Billie Eilish, l'une des chanteuses préférées de la génération Z, continue de marquer l'industrie musicale. À seulement 24 ans, elle a déjà remporté dix Grammy Awards et deux Oscars pour la meilleure chanson originale. Son dernier album, Hit Me Hard and Soft, sorti en 2024, est devenu l'album féminin le plus rapidement écouté sur Spotify, atteignant les 10 milliards d'écoutes. Mais la star ne compte pas s'arrêter là. Elle a sollicité l'aide du célèbre réalisateur James Cameron pour co-réaliser le film de sa tournée, en 3D, qui sortira en France le 10 mai 2026. Plus de 50 000 billets ont déjà été vendus. Mais pourquoi un projet d'une telle envergure ?
Un dispositif colossal
Les moyens mis en œuvre sont impressionnants. James Cameron, l'un des cinéastes les plus rentables et populaires, a accepté de réaliser le concert de Billie Eilish.

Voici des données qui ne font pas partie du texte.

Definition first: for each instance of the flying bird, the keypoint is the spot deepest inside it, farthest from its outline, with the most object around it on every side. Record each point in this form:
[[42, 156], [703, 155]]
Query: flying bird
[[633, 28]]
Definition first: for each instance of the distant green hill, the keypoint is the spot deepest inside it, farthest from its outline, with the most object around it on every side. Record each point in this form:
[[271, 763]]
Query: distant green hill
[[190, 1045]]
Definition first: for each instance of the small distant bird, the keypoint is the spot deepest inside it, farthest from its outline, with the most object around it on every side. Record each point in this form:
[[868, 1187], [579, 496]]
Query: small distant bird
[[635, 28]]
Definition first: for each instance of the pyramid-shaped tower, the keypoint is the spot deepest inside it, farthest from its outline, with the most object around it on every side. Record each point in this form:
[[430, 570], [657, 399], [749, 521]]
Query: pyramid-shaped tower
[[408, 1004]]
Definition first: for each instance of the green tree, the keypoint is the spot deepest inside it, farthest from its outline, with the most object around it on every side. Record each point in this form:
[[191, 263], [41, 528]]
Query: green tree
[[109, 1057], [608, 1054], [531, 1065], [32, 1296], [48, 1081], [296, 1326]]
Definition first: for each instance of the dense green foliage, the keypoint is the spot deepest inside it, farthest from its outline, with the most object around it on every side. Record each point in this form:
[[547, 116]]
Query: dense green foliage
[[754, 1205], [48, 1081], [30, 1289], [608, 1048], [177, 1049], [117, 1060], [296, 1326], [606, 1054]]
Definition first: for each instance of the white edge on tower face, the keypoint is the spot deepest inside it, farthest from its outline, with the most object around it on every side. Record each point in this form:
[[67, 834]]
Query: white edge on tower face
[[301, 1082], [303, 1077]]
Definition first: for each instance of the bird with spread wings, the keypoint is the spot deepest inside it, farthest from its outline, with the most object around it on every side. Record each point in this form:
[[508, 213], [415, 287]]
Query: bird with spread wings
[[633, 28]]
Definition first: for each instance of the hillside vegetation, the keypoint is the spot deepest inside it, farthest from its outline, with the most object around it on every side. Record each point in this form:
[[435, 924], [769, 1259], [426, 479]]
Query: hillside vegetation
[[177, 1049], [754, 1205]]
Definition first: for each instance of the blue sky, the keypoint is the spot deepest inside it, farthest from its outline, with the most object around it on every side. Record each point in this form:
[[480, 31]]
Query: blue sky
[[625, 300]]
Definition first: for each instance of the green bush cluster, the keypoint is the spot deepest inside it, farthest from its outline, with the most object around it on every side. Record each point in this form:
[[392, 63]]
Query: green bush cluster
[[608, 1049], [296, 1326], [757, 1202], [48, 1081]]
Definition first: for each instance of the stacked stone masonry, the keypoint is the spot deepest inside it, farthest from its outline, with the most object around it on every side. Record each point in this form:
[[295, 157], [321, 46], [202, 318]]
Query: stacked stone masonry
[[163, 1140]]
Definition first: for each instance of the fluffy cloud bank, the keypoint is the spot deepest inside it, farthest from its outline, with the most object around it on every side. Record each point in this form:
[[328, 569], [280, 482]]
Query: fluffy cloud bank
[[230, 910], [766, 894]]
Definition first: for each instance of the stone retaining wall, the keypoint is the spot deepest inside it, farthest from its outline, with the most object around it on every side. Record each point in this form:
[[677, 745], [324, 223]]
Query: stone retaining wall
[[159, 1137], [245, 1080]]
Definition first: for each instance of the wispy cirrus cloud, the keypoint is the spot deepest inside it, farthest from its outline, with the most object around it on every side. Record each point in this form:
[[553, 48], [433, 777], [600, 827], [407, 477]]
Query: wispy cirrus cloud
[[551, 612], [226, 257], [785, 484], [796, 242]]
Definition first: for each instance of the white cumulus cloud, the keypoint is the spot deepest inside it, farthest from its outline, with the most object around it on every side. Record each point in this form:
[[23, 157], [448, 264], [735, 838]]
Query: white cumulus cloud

Pour ce faire, il a dû imaginer de nouvelles caméras avec sa société de production Lightstorm Entertainment. L'enregistrement de la tournée a eu lieu au Co-op Live de Manchester, lors de quatre représentations. Vingt caméras étaient installées dans la salle, dont des caméras robotisées contrôlées à distance près de la scène, des caméras épaules dans le public pour capturer les réactions des spectateurs, et une caméra de moins de 500 grammes tenue par Billie Eilish elle-même. La chanteuse avait annoncé le projet sur scène avec humour : « Vous avez peut-être remarqué qu'il y a plus de caméras que d'habitude ici. »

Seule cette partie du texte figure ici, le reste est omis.